Typically the spacer’s glass transition temperature will be chosen to be below the temperature of activation of the intumescent, whereby the spacers 94 will soften first, thus allowing the spring to do the initial deflection. Then, as the temperature increases (due to a fire for example) , the intumescent will expand to backfill a gap between it and the frame’s first flange 118, as shown in Figures 24 to 26, where figure 24 shows the start condition, figure 25 shows the effect of the spacers 94 softening and deforming under the influence of the spring 98 against the lock plate 102, to move the lock plate into the opening 108 of the keep 68, and then Figure 26 showing the back-filling by the intumescent and ultimately a further deflection of the lock plate 102 further into the keep 68, which can even include a bending of the lock plate if the combined forces of the spring and the intumescent overcome the stiffness of the lock plate. See also Figure 23 for this fully extended configuration - Figure 23 is a section through one of the connection bolts 86). These intumescent latches could likewise be incorporated onto the frame of the first embodiment - and the keeps into the door of that first embodiment.

Referring next to Figures 22 and 23, an initial lateral offset of the keep 68 relative to the lock plate 102 is shown. This is to allow for the fact that the door 12 may start to bow in response to a fire before the spacer can soften. This is because of an inevitable temperature difference between the two sides of the door in the event of a fire on one side of the door causing expansion of the relatively hotter side of the door relative to the relatively colder side of the door. Even a small temperature difference of 10 to 20 degrees can cause noticeable bowing. Upon that bowing occurring, the keep 68 will be brought into alignment with the intumescent latch 72 such that upon either the softening of the spacers 94 or expansion of the intumescent 100 the intumescent latch 72 will correctly engage into the keep 68.

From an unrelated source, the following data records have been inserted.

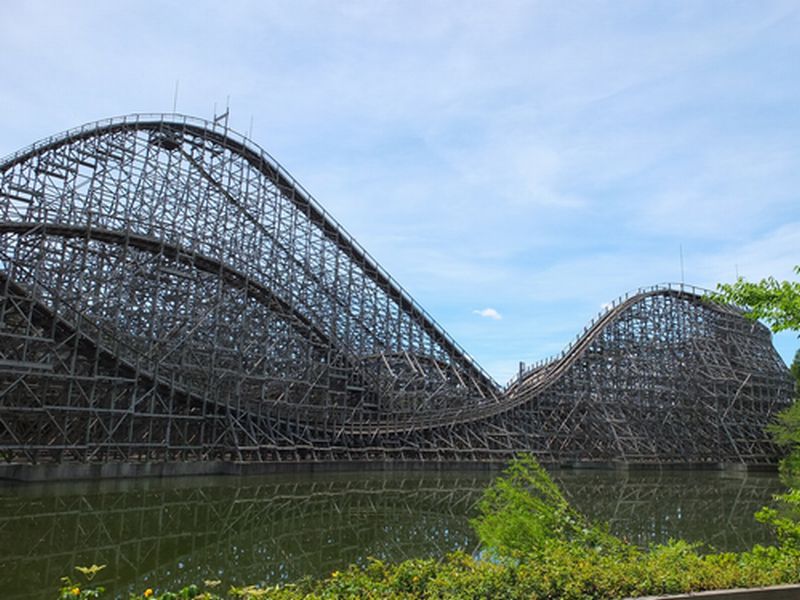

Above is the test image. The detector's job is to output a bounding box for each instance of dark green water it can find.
[0,468,783,599]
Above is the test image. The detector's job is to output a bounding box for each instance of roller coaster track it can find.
[0,114,793,468]
[312,285,780,436]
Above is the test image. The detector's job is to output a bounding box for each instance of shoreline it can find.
[0,457,778,484]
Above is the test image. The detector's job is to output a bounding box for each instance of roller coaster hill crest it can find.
[0,114,793,473]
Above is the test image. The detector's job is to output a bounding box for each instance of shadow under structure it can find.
[0,114,793,469]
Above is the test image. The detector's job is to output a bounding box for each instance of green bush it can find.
[756,488,800,550]
[471,454,623,558]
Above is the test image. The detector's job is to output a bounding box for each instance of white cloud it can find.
[473,308,502,320]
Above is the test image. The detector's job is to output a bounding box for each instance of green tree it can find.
[768,349,800,484]
[712,265,800,333]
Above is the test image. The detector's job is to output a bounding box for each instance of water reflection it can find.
[0,469,783,599]
[554,470,782,551]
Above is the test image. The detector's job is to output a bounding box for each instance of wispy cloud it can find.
[473,308,503,321]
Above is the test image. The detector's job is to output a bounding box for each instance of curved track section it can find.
[479,285,794,463]
[0,114,792,466]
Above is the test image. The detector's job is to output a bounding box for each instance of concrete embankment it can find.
[631,584,800,600]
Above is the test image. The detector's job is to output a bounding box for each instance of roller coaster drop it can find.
[0,115,792,467]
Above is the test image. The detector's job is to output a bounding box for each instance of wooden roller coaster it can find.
[0,114,792,468]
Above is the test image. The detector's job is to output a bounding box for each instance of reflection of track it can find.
[555,471,782,551]
[0,470,782,599]
[0,114,792,466]
[0,474,489,600]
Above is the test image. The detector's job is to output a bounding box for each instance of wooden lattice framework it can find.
[0,114,793,466]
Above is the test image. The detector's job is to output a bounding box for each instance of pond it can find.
[0,467,783,599]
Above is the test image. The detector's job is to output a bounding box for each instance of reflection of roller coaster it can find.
[0,470,781,599]
[0,474,488,599]
[0,114,792,467]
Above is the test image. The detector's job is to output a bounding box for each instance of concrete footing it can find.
[630,584,800,600]
[0,458,777,483]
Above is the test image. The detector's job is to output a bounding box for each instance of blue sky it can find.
[1,1,798,382]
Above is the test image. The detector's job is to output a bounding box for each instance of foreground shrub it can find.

In this embodiment the keep has an overhang 136 which can dig into the intumescent 100 to lock the lock plate 102 in the keep 68, thus preventing the warping or bowing of the door from continuing beyond a certain degree - retained by the bolts 97 and screws 96 of the connection bolts 86 of the intumescent latch 72.

With this second embodiment, the frame is stiffer and is thus less likely to buckle in a fire.

Referring finally to Figure 35, an optional levelling frame shroud 138 or fixing extension is shown fixed to the wall between the frame 10 of the doorset and the wall. This optional levelling frame shroud allows the frame 10 to be fixed to a non-level wall surface, such as a stone wall. It can be made of a more flexible material than the frame to allow it to shape closer to the wall’s contours, although in this embodiment it is a similar material. It has an outwardly extending flange to which the frame 10 of the doorset can be affixed - for example using bolts, rivets or welding. In Figure 19, holes 90 for bolts are shown in the frame 10. In addition to allowing a less flat wall to be accommodated, the optional levelling shroud or fixing extension 138 can allow the frame 10 to be fitted to an opening in the wall that is only slightly smaller than the frame, without needing the provision of the side panel of Figures 12 to 16, or similar. The levelling frame shroud or fixing extension may even be a short extension for the frame or a short L bracket - being a single side element rather than necessarily being to the sides and top of the frame, or just one of multiple L brackets to the side. For example a suitable L section similar to that shown can extend the width (or height) of the frame by a few cm to take connections screws further away from an edge of an opening, if needed. The present invention has therefore been described above purely by way of example. Modifications in detail may be made to the invention within the scope of the claims as appended hereto.